Jauja is a real city in Peru. In 1534 it briefly became the nation's provisional capital until a year later Pizarro settled on Lima instead - and it was also located in a rich area, well supplied with Inca food and clothing, which gave rise to its legendary status amongst Spaniards as a "land of abundance and happiness". Lisandro Alonso's film Jauja is set much further south and centuries later in Patagonia in the early 1880s, during the so-called 'Conquest of the Desert' [http://en.wikipedia.org/wiki/Conquest_of_the_Desert] when Argentine forces were carrying out the extermination of the indigenous populace, and 'civilising' the wild terrain with the help of European settlers. One of the latter, Captain Gunnar Dinesen (Viggo Mortensen; also the film's co-producer and composer), has come with his 15-year-old daughter Ingeborg (Viilbjørk Malling Agger) and a team of surveyors, and is even further from his Danish homeland than from the real Jauja.


Yet even if the blood-red text that opens the film makes it clear that the Jauja of the title does not refer to any actual place, but to a more mythic location - a metaphorical space where desires are pursued in vain and lead to disorientation - nonetheless plenty of realities (of colonialism, of history, and ultimately of the filmmaker's own present) come to invade this film's dreamy texture like so many marauding conquistadores. The first scene in Jauja shows Dinesen and Ingeborg sitting out on the Pampas. She is shot head-on, reading, while he is seated by her side faced in the opposite direction, leaning against her, his back to the camera. In the film's very first spoken words, Inge clearly articulates a desire: "Father, why can't I have a dog of my own?" Dogs will recur in the film - stray, lost, neurotic, loyal - but Dinesen's immediate response to his daughter ("You will, Inge - but not until we return home") bespeaks the deferral of satisfaction that is Jauja's very essence.

For this film will set its characters on different paths that are always frustrated. Even the wide-open 'desert' landscapes, so full of promise and dread, come constrained by the academy ratio in which they have been shot (with the corners of the image stylistically rounded). Like all the camerawork here of Timo Salminen (the regular cinematographer for Aki Kaurismäki), the opening shot is very meticulously composed, like a painting - and it captures both the intimacy between father and daughter, and the opposing directions in which they are headed. Dinesen cannot wait to be away from this "sh*t country" and back home in Denmark, whereas Ingeborg loves the desert ("the way it fills me"), and soon elopes/disappears into it with her rather diffident lover, the young solider Corto.

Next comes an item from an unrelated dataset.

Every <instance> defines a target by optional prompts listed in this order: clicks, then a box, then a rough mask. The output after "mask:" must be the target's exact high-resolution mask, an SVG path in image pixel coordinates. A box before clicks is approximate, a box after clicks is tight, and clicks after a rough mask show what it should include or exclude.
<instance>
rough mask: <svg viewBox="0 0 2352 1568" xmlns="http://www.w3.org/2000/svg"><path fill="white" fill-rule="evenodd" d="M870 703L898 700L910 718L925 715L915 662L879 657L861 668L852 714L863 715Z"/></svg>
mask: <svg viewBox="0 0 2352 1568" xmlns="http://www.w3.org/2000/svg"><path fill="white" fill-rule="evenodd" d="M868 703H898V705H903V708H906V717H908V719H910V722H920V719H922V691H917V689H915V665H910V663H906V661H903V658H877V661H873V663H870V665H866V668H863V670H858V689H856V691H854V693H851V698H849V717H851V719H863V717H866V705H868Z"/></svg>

Meanwhile sly, boorish Lieutenant Pittaluga (Adrián Fondari) openly covets Ingeborg but is slowly realising that he will never, as he so coarsely puts it, "teach her to ride" - and the food supplies that he has been awaiting for months, and that keep being promised by his superior Ángel, may also never come. Amidst rumours that "brave and level-headed…dependable and law-abiding" Colonel Zuluaga has gone native, turned transvestite, and is now leading raids on the countryside with a "band of thieves", viewers might naturally be expecting encounters with an Apocalypse Now-style renegade colonel; and when Dinesen rides off after his daughter, things seems set for a Chilean reimagining of The Searchers (1956). Yet Alonso stirs these desires in us, equally allusive and elusive, only to disappoint them, as he diverts onto more transcendental plains, where fugitive meaning itself becomes the target of pursuit.

Jauja is certainly a quest narrative, but the object of that quest turns out to be something more abstract and existential than a girl, or food and water, or a hound. Like the journeying protagonists of Aguirre, The Wrath of God (1972), Dead Man (1995) or anything by Alejandro Jodorowsky, both Dinesen and Ingeborg are cast adrift in an oneiric space of Jungian symbols where history, geography and psychology meet at the shoreline or horizon. By the time Dinesen has entered a rocky cave and engaged in shamanic conversation with an elegant, elderly, Danish-speaking woman who might just be his estranged wife, his daughter or a reflective version of himself, this shaggiest of dog stories has lifted its tail at realism and travelled irrevocably to a different realm altogether - before, that is, a very different coda reintroduces reality in a manner that serves only further to confound our understanding of how exactly we have travelled from there to here and from then to now.

Beautiful, haunting and hypnotic, Jauja sees its own legend grow disproportionately, until we all, in our search for sense, get lost on the way.

Jauja. 2014. Argentina/Denmark/France/Mexico/USA/Germany/Brazil/Netherlands. Directed by Lisandro Alonso. Starring Viggo Mortensen, Viilbjørk Malling Agger...

Jauja screened at the Glasgow Film Festival. It will be released in the UK on the 10th of April 15.